Any help or pointers to find what I need would be very much appreciated!
I think I may have found a way around this issue (or at least the trainer starts and completes!). The subclassing of a torch.utils.data.Dataset object for the distilbert example in “Fine-tuning with custom datasets” needs changing as follows. I guess because the distilbert model provides just a list of integers whereas the T5 model has output texts and I assume the DataCollatorForSeq2Seq() takes care of preprocessing the labels (the output encodings) into the features needed by forward function of T5 model (I am guessing, but this is what I am assuming from what I have read). Code changes below:
Clone the transformers repo and I used transformers/examples/pytorch/summarization/run_summarization.py. It is not limited to summarization with T5, just configure the input/output text to what you need.
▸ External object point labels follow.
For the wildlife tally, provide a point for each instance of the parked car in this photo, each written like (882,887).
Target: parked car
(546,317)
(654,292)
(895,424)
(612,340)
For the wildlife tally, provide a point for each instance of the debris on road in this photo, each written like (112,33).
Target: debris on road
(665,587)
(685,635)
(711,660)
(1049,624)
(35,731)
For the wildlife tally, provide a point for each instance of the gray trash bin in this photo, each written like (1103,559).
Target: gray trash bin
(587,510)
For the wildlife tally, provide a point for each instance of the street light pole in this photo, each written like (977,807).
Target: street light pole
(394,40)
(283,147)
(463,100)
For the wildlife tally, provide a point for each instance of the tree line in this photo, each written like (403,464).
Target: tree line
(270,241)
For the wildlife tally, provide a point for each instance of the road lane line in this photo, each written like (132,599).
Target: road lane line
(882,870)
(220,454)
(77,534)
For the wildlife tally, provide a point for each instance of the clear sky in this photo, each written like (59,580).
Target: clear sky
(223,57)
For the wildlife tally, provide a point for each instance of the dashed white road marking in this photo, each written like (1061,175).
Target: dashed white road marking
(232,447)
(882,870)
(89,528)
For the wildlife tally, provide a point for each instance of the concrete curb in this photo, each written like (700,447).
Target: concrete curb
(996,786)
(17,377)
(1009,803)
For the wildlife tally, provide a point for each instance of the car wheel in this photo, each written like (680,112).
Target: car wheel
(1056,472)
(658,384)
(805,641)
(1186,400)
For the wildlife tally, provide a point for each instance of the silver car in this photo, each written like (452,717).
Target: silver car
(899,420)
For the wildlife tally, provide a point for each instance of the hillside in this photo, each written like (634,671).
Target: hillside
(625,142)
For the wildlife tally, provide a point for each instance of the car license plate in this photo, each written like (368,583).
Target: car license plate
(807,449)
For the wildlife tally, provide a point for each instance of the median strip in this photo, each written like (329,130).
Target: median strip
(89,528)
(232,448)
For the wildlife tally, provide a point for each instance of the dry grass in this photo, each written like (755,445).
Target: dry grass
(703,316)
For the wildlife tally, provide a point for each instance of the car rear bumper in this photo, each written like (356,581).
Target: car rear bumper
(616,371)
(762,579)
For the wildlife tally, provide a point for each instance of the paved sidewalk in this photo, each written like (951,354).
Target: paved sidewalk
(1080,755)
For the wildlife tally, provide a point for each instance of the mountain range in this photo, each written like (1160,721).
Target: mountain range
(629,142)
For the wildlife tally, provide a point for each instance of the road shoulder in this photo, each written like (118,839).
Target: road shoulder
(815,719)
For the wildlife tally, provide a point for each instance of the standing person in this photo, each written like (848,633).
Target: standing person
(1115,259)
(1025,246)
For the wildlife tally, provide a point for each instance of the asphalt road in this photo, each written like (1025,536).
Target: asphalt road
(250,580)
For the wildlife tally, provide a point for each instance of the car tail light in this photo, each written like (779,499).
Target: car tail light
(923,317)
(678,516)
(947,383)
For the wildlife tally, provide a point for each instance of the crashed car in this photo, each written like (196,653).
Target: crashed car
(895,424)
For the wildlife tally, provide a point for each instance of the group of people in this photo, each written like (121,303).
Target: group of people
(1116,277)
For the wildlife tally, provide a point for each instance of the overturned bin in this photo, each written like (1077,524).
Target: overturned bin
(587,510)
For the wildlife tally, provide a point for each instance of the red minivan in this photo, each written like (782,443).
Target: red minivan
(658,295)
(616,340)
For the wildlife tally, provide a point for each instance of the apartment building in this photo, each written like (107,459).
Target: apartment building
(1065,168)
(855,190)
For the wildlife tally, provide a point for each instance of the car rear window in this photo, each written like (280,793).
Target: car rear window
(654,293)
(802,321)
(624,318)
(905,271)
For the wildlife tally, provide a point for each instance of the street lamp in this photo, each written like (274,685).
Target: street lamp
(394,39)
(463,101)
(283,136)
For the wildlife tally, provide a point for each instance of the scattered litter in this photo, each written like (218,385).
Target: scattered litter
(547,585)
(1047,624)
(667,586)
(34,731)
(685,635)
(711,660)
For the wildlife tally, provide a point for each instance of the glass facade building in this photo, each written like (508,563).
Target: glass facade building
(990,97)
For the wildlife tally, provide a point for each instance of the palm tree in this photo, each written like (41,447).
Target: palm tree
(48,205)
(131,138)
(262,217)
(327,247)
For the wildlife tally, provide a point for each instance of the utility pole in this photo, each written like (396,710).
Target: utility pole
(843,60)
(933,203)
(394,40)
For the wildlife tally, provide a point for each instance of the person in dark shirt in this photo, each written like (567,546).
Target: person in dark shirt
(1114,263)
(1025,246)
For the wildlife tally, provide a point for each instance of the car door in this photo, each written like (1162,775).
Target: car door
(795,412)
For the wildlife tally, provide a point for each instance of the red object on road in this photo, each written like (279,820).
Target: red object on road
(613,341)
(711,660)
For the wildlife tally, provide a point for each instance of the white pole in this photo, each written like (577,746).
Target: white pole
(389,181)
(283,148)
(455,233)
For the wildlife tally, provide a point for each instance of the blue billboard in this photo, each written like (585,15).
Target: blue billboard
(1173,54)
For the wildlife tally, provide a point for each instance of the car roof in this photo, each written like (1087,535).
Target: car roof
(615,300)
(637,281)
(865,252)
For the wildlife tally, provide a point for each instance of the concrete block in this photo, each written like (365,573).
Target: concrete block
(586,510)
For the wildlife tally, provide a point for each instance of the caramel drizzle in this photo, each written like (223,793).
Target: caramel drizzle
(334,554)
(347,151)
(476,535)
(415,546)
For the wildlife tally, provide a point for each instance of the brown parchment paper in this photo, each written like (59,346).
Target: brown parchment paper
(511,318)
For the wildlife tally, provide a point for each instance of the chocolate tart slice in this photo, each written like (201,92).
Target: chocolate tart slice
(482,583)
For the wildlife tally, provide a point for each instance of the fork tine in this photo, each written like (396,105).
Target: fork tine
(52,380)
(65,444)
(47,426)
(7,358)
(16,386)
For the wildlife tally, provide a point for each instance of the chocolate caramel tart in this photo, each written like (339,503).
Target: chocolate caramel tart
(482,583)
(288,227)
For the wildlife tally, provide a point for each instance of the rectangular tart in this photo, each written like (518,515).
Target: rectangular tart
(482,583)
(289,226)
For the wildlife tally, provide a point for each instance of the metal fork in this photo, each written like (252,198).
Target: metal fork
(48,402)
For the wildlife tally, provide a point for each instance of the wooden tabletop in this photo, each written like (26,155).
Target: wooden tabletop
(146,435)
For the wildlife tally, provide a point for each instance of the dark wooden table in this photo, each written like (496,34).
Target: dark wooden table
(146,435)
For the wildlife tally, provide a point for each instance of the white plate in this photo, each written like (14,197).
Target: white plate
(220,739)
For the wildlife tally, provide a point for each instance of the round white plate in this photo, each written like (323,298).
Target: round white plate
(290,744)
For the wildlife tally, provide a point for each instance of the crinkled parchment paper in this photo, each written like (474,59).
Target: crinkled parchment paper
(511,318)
Hey! Can you pls share the notebook or code snippet that helped you finally train the custom dataset with T5. I’ve been struggling with the same problem. Please help!
It would be great if you you could share how you create dataset, loader and finally train it.
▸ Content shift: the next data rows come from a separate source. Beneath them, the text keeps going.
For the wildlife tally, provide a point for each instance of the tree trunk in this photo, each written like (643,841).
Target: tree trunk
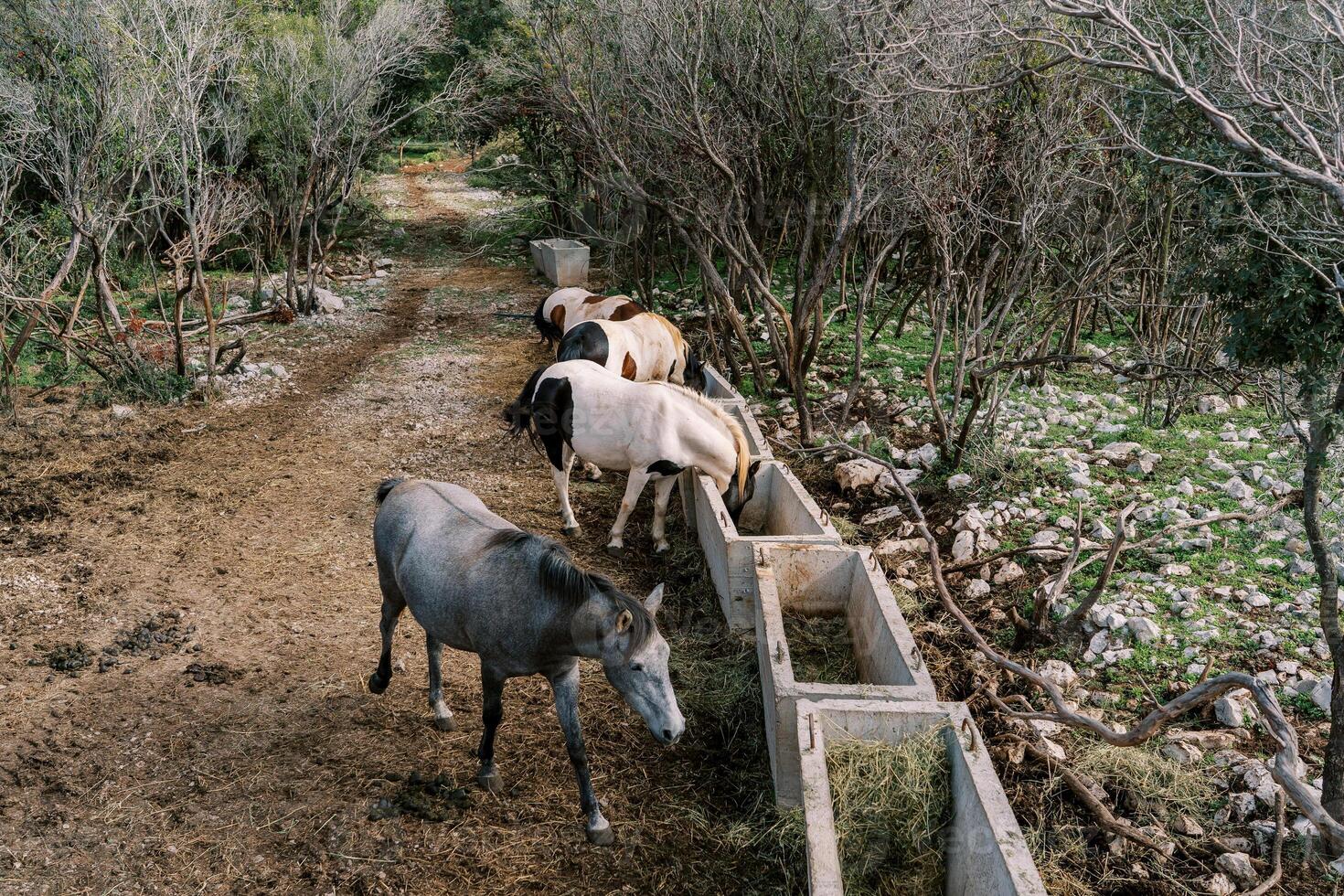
(1323,432)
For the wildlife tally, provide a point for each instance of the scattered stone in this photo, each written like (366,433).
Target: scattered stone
(1238,867)
(1186,753)
(860,473)
(1212,404)
(1189,827)
(1144,629)
(894,549)
(1060,672)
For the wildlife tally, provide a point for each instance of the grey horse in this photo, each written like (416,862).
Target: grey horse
(476,581)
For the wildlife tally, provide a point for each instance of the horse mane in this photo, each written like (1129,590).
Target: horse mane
(563,581)
(740,438)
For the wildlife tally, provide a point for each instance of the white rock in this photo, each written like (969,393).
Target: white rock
(964,546)
(1212,404)
(1144,629)
(1230,712)
(859,473)
(925,455)
(1321,695)
(1183,752)
(901,549)
(1238,867)
(884,515)
(326,301)
(1060,672)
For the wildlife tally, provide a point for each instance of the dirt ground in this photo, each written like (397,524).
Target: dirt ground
(214,561)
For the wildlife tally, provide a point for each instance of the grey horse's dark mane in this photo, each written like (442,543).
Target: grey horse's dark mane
(563,581)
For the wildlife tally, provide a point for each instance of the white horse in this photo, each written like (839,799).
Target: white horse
(654,430)
(572,305)
(645,347)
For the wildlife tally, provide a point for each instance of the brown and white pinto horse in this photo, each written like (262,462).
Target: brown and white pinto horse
(572,305)
(646,347)
(654,430)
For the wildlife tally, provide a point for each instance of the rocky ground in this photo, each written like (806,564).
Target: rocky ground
(1200,592)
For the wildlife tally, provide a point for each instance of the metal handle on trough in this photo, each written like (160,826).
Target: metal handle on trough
(969,730)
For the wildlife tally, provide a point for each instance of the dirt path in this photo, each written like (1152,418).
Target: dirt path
(246,755)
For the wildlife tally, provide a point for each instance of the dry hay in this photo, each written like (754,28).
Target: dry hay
(820,649)
(891,804)
(1151,784)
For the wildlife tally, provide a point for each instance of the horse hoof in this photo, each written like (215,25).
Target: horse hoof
(603,836)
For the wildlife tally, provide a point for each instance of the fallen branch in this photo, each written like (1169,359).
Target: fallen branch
(1051,551)
(1286,762)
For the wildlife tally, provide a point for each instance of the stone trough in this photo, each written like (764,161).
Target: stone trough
(986,852)
(781,511)
(563,261)
(717,386)
(846,583)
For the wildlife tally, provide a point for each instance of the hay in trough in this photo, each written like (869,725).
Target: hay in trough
(891,804)
(820,649)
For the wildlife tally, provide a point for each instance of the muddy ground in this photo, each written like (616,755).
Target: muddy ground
(188,612)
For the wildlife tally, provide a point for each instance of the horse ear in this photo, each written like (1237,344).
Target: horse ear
(654,601)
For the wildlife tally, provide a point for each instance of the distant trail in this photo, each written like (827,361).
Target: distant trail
(257,528)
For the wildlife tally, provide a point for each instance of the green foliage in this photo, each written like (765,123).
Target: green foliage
(142,380)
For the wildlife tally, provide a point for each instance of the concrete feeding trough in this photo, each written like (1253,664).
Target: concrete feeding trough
(780,511)
(717,386)
(563,261)
(984,849)
(828,581)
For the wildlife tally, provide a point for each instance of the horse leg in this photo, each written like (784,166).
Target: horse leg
(492,710)
(634,488)
(569,526)
(661,493)
(443,715)
(392,606)
(566,688)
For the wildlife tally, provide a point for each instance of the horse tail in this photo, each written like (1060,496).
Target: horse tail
(743,458)
(517,414)
(383,488)
(549,331)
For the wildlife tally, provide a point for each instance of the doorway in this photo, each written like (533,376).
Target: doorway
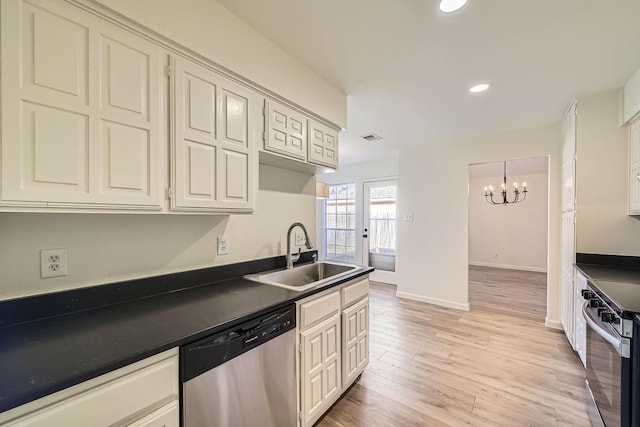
(379,229)
(508,240)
Hi @sheoran95, well I did this about a year back (so there might be something better/different now, please check out other options too) but as I said in my post above, the example code I got running was run_summarization.py from transformers/examples/pytorch/summarization at main · huggingface/transformers (github.com). Take a look at the README.md for how to get started with a example dataset. You want the T5ForConditionalGeneration model and note you need to provide the --source_prefix "summarize: " parameter (which you can later change to other T5 supported prefixes to do other things).
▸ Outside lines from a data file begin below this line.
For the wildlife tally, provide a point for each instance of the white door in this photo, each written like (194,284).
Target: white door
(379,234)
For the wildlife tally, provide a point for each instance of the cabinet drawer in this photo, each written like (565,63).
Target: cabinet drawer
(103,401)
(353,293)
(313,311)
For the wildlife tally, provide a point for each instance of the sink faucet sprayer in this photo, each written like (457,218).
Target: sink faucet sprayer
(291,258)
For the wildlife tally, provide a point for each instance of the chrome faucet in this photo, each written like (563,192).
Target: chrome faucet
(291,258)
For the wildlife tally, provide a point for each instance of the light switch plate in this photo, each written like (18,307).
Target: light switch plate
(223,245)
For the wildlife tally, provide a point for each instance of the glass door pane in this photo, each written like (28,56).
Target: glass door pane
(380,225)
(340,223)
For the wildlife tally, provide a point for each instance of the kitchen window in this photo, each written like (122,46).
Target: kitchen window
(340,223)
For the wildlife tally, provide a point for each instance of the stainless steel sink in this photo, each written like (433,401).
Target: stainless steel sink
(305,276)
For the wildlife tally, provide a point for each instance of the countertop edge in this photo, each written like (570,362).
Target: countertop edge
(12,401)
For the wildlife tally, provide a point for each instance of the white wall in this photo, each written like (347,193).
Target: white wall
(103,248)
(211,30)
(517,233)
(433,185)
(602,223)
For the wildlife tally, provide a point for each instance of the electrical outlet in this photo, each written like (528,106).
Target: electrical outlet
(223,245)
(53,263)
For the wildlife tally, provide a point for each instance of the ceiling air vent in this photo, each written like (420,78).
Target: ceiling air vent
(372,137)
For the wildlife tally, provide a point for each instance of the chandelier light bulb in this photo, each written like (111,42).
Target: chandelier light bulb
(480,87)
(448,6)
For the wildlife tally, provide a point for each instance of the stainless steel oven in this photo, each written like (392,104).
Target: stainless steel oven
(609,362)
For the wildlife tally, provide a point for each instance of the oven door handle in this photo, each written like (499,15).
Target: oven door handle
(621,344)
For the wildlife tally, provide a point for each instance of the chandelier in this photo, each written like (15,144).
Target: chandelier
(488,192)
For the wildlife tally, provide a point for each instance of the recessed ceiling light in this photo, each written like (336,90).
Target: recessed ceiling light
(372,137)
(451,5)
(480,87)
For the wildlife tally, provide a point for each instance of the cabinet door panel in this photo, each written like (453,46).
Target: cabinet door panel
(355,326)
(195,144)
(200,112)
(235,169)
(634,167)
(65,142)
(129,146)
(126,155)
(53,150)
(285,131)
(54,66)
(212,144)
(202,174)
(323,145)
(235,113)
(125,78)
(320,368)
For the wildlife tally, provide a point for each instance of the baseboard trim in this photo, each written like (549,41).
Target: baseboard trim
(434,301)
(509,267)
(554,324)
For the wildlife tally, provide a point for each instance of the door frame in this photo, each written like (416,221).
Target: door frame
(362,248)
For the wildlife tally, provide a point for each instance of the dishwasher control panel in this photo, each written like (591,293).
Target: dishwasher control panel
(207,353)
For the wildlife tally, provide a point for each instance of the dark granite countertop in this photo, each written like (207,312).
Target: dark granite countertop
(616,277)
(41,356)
Thanks for such a fast response!
Sure, I’ll check this out.
I actually tried the code changes you mentioned previously and it got my Trainer working.
I was facing an error: “ValueError: You have to specify either decoder_input_ids or decoder_inputs_embeds” but after using AutoModelForSeq2SeqLM instead of AutoModel, it was also resolved.
Is there any specific reason why you shifted to the run_summarization.py file if your Trainer was working?
I switched to that file because the trainer displayed on the hugging face website was out of date and didn’t work, and the Hugging Face folks said that run_summarization.py was working as it is maintained as part of the Transformers repository. Hope that provides some explanation.